My guess is it’s the latter. American author Eric Wilson says his countrymen ”have been duped by the American craze for happiness”.

For anyone who has ever allowed themself to wallow in the blues – even for a bit – Wilson’s book Against Happiness: In Praise of Melancholy makes for joyful reading. Wilson believes that too much happiness ”breeds blandness”. And that American culture has become so obsessed with being happy and positive that there is widespread disregard for the ”value of sadness”. He’s of the view that sadness, and its inherent ”agitation of the soul”, is what seeds our creative yearnings and ambitions: and from such melancholy or painful beginnings, rich fruit will grow.

Wilson reckons we’ve become ”brainwashed into believing that our sole purpose on this earth is to be happy”. He marvels at how melancholy ”shocks us to life”. It’s a world view that suggests personal suffering should be appreciated as a useful and energising part of the human experience.

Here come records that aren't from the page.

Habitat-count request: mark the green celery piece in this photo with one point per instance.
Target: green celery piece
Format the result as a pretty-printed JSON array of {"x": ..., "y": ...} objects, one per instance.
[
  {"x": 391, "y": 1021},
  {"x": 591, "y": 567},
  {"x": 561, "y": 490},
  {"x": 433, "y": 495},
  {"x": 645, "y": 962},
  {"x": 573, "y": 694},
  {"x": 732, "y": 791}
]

Ultimately, Wilson is advocating an authenticity of emotion. What he sees in America right now is an increasing fear of appearing anything but happy: ”Most hide behind a smile because they are afraid of facing the world’s complexity, its vagueness, its terrible beauties.”

For most of us, to say we’re happy most of the time reeks of inauthenticity. But it’s not surprising that an appearance of happiness is also seen as some kind of ideal.

If only every person who claims to be ”ordinary” could re-pitch themselves as ”extraordinary”. And the melancholic could be free to feel glad they are sad. Imagine what a richer, more interesting place this could be.

Virginia Haussegger is a Canberra journalist and director of the 50/50 by 2030 Foundation at the University of Canberra.